Aber der Reihe nach.

Es gibt wohl kaum ein anderes Land der Erde, was sowohl in den olympischen Sommer- wie Wintersportarten so eine Teilnahmedichte und auch Erfolgsbilanz aufweisen kann. Mir fallen auf Anhieb nur Rußland und die USA ein, wobei man bei den USA im Wintersport schon streiten kann. Nimmt man deren Einwohnerzahlen und das vermeintliche Potential und legt das zugrunde, sind wir Meister der Effektivität. Entweder gibt es Wintersport- (Schweiz, Norwegen, Österreich, Slowenien, Schweden) oder Sommersportnationen. In der Gesamtheit gesehen stehen wir also sehr gut da. Darüber hinaus betreiben wir in den Olympischen Sportarten keinen Volkssport, haben zig Olympiastützpunkte und sind hier und dort Weltspitze, auch im Wettkampfbetrieb, siehe Fußball und Handball. Dass muß auch irgendwo alles finanziert werden. Wir sind sicher eines der Länder mit der mannigfaltigsten Sportlandschaft, die oft auch auf sehr hohem Niveau betrieben wird.
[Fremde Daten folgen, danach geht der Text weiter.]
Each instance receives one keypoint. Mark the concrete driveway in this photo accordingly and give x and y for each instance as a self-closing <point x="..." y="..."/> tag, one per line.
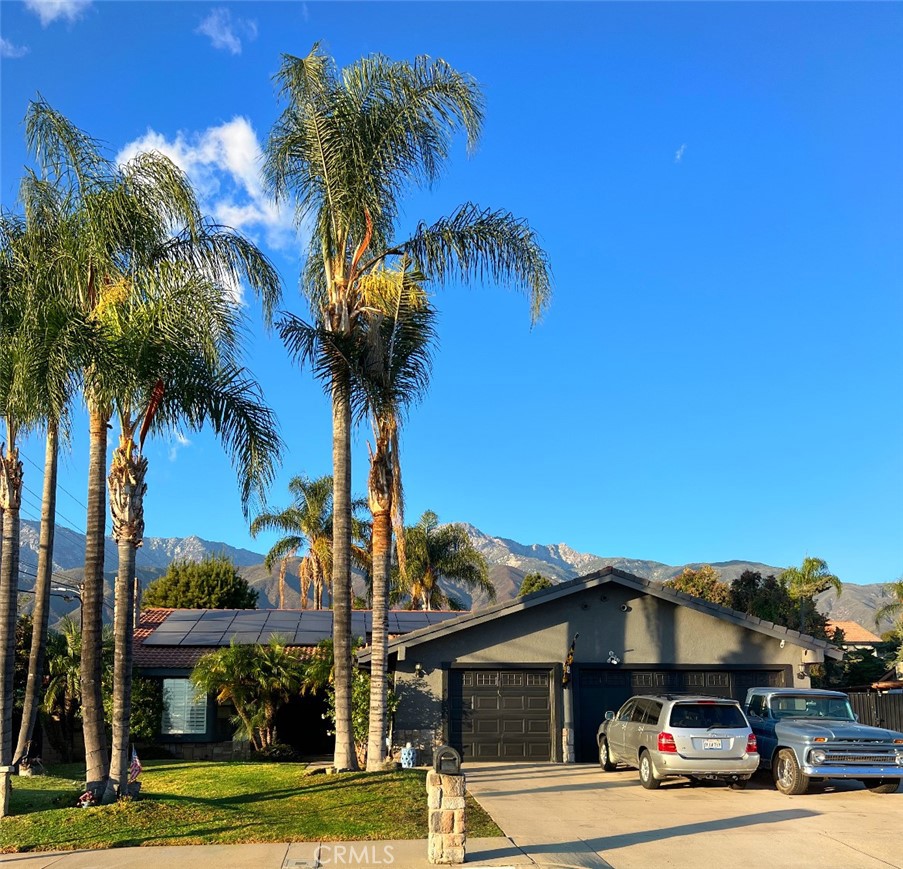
<point x="576" y="815"/>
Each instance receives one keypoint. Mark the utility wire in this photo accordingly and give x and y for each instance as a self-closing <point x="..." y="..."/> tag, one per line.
<point x="60" y="487"/>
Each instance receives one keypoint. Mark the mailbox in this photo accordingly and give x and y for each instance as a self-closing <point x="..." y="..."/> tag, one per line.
<point x="447" y="761"/>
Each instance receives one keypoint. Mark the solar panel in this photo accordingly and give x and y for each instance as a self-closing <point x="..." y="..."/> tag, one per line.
<point x="310" y="638"/>
<point x="202" y="638"/>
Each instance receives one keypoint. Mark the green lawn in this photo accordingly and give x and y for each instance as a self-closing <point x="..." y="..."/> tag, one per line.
<point x="224" y="803"/>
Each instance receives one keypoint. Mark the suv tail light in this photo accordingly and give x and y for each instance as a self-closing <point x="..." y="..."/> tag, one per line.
<point x="666" y="743"/>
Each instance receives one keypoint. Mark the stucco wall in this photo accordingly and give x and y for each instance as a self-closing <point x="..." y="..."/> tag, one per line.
<point x="651" y="632"/>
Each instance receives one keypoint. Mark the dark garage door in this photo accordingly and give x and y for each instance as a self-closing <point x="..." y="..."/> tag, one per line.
<point x="500" y="714"/>
<point x="601" y="689"/>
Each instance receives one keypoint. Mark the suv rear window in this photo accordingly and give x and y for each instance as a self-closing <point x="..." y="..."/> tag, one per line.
<point x="705" y="715"/>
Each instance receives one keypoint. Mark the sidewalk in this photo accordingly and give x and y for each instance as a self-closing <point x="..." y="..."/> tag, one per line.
<point x="496" y="852"/>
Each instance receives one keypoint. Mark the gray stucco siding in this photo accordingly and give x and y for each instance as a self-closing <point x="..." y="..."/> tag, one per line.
<point x="652" y="632"/>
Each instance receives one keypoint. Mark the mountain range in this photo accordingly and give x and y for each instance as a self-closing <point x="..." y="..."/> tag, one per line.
<point x="509" y="561"/>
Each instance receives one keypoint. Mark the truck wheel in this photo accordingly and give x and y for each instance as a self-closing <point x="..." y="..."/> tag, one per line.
<point x="647" y="776"/>
<point x="882" y="785"/>
<point x="604" y="756"/>
<point x="788" y="777"/>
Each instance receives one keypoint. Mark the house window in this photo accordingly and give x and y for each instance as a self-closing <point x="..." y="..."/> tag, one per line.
<point x="182" y="713"/>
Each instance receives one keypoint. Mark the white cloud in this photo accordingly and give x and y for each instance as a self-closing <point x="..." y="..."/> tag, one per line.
<point x="10" y="51"/>
<point x="226" y="32"/>
<point x="223" y="164"/>
<point x="180" y="441"/>
<point x="49" y="10"/>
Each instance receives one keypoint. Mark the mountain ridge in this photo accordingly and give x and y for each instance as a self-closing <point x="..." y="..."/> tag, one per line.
<point x="509" y="561"/>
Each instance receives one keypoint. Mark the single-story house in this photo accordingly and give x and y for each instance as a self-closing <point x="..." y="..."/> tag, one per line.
<point x="168" y="643"/>
<point x="499" y="683"/>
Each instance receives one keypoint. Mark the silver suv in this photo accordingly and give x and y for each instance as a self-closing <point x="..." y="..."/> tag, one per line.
<point x="679" y="735"/>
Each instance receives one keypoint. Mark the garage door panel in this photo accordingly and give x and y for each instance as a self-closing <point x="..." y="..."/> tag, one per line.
<point x="500" y="715"/>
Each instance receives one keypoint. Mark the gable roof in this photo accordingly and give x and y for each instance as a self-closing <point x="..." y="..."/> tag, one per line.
<point x="853" y="632"/>
<point x="593" y="580"/>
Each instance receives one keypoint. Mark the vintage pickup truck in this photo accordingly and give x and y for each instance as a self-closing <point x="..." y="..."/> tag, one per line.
<point x="805" y="733"/>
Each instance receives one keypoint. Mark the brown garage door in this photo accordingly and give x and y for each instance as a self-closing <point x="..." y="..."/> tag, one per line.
<point x="500" y="714"/>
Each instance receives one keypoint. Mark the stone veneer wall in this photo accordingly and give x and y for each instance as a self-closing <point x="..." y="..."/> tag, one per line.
<point x="447" y="822"/>
<point x="231" y="750"/>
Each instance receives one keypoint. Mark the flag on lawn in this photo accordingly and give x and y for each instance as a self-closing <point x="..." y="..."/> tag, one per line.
<point x="134" y="766"/>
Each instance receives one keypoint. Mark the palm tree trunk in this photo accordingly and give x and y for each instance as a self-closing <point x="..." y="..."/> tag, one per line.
<point x="380" y="497"/>
<point x="345" y="756"/>
<point x="127" y="490"/>
<point x="10" y="498"/>
<point x="41" y="614"/>
<point x="92" y="608"/>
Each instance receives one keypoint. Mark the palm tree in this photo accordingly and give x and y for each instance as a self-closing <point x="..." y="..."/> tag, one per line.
<point x="256" y="679"/>
<point x="16" y="410"/>
<point x="804" y="582"/>
<point x="140" y="229"/>
<point x="62" y="695"/>
<point x="57" y="333"/>
<point x="392" y="371"/>
<point x="894" y="609"/>
<point x="436" y="552"/>
<point x="308" y="522"/>
<point x="348" y="145"/>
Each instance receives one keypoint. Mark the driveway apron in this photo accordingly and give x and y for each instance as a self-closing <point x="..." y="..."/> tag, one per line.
<point x="577" y="815"/>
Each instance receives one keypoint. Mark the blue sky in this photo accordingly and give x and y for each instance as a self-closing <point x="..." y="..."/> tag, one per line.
<point x="718" y="186"/>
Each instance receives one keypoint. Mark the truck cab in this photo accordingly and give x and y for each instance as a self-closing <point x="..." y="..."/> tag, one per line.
<point x="806" y="734"/>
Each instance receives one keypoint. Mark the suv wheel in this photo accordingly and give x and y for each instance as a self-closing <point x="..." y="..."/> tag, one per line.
<point x="882" y="785"/>
<point x="788" y="777"/>
<point x="604" y="756"/>
<point x="647" y="775"/>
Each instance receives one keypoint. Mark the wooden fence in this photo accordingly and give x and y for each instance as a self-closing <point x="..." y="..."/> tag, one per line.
<point x="878" y="710"/>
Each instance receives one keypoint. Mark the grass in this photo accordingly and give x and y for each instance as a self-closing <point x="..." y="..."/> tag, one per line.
<point x="203" y="803"/>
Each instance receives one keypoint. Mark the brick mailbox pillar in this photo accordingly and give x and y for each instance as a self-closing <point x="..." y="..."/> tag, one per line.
<point x="445" y="801"/>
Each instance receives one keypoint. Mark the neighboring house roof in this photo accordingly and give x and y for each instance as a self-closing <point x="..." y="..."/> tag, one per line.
<point x="853" y="632"/>
<point x="177" y="638"/>
<point x="598" y="578"/>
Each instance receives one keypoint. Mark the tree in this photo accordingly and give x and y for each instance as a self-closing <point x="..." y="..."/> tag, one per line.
<point x="257" y="679"/>
<point x="57" y="335"/>
<point x="769" y="598"/>
<point x="390" y="371"/>
<point x="307" y="522"/>
<point x="806" y="581"/>
<point x="894" y="609"/>
<point x="705" y="583"/>
<point x="154" y="269"/>
<point x="534" y="582"/>
<point x="347" y="146"/>
<point x="442" y="552"/>
<point x="213" y="583"/>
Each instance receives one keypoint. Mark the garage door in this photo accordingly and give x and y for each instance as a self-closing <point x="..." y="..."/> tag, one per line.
<point x="500" y="714"/>
<point x="601" y="689"/>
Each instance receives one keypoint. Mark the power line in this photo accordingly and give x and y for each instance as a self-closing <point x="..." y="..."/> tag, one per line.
<point x="59" y="486"/>
<point x="58" y="513"/>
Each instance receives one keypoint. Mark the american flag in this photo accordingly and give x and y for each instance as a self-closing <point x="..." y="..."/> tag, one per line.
<point x="134" y="766"/>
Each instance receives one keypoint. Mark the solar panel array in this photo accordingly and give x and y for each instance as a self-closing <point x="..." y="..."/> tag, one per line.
<point x="294" y="627"/>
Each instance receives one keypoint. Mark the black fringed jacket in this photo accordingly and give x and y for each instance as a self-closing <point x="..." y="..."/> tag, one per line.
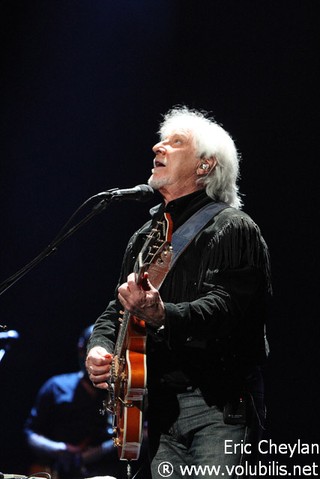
<point x="215" y="302"/>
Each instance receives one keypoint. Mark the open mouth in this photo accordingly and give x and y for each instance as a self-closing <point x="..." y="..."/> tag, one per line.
<point x="158" y="164"/>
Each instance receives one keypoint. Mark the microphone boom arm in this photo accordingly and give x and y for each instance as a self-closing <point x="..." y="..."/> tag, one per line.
<point x="60" y="238"/>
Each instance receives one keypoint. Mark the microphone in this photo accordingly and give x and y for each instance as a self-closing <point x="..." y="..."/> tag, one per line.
<point x="138" y="193"/>
<point x="7" y="336"/>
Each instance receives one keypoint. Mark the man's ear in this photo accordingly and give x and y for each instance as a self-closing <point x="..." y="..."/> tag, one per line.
<point x="206" y="165"/>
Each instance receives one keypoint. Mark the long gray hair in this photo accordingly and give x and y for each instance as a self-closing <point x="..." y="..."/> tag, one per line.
<point x="211" y="140"/>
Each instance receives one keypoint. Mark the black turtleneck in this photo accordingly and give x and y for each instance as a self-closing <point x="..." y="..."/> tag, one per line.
<point x="183" y="208"/>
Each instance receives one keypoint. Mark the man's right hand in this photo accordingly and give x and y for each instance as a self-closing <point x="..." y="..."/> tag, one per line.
<point x="98" y="364"/>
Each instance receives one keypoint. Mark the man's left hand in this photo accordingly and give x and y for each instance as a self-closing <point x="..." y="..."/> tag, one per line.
<point x="146" y="303"/>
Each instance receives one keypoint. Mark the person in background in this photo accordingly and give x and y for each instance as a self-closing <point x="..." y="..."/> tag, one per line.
<point x="206" y="323"/>
<point x="65" y="431"/>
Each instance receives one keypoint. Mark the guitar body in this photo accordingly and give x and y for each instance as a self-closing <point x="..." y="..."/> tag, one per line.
<point x="130" y="390"/>
<point x="129" y="371"/>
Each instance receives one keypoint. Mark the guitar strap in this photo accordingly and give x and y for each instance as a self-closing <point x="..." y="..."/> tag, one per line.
<point x="183" y="236"/>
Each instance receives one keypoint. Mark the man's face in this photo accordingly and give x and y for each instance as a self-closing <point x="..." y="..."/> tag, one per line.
<point x="175" y="164"/>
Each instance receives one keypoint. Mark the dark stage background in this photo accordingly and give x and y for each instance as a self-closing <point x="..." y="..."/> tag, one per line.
<point x="84" y="84"/>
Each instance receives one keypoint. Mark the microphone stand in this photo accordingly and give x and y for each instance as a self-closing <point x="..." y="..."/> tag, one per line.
<point x="64" y="233"/>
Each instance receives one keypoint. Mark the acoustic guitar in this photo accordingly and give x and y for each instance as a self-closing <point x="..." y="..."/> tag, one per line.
<point x="128" y="384"/>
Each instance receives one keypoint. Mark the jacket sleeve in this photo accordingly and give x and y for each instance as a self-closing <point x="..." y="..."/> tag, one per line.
<point x="233" y="279"/>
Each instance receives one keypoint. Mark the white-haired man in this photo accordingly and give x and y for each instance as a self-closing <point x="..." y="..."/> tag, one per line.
<point x="205" y="324"/>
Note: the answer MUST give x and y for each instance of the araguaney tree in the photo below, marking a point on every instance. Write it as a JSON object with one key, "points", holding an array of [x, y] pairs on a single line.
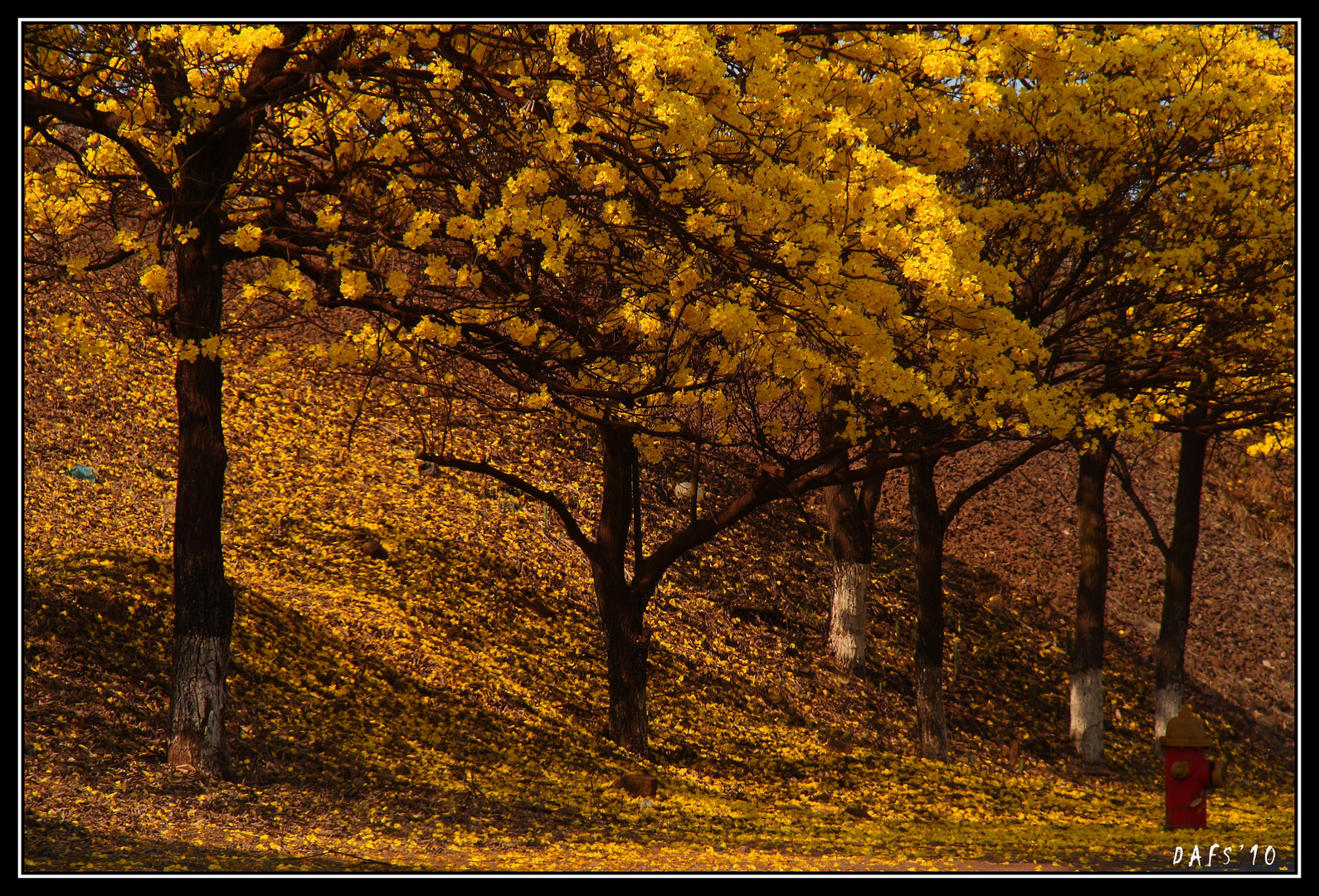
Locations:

Betrachten wir speziell den Wintersport. Kaum ein Land der Welt hat so eine Infrastruktur wie D. 4 Bobbahnen, einzigartig. 2 große Eisschnelllaufhallen, diverse - stadien, von den Eishockeyhallen gar nicht zu reden. Top-Biathlonanlagen mind. in Ruhpolding, Reit, Oberhof und Altenberg. Großschanzen in Oberstdorf, Titisee, Garmisch, Willingen, Oberhof und Klingenthal (sicher nicht vollständig) Einen Standort wie in Oberhof gibt es sicher auch nicht überall. Dazu die Alpinen, da hab ich aber gar keine Ahnung. Das muss aber auch alles finanziert und mit Trainern bestückt werden. Durch die Auflistung fällt bereits eines auf: wir haben massig Standorte und jeder pocht auf seine Berechtigung und sein Geld. Das ist Demokratie und der angeblich so segensreiche Föderalismus, weil natürlich auch jedes Wintersportbundesland seine Aushängeschilder haben will, bis zu den Niedersachsen mit Clausthal. Das führt mich zu den Polen. Da gibt es Zakopane, Punkt. Dort kann ich alles konzentrieren. Ich gehe mit, das Malyz der Aufhänger war. Seitdem hat aber eine Regierung das Potential erkannt und sicher ordentlich Geld reingepumpt. Aber halt nur einmal. Man konzentriert sich. Das ist der Unterschied zu D. Ich kann auch den Vergleich zur DDR ziehen. Da gab es vier große Wintersportclubs: ASK, SC Dynamo, SC Motor und SC Traktor. Ne Sonderrolle spielte noch Zinnwald. Irgendwann landete jeder ambitionierte Wintersportler dort, selbst die Flachländer. (gut bei der Kufe gab es noch andere Sportclubs in Dresden, Berlin, Erfurt und Chemnitz). Auch hier: Konzentration. Das haben wir in dieser Form nicht mehr. Im kleinen Oberbärenburg gibt es allein 2 Sportvereine, die was mit Kufe machen, nur als Beispiel. Und in den Nordischen Sportarten fehlen uns einfach klimatisch gesehen die lange anhaltenden Trainingsbedingungen, da kann ich noch soviel Einwohnerstatistiken bringen , wie ich will. Was bei uns der Ball, ist in Norwegen zur Hälfte des Jahres der Ski. Anders herum gefragt: in welcher Mannschaftssportart außer Frauenfußball reißen die Norweger was?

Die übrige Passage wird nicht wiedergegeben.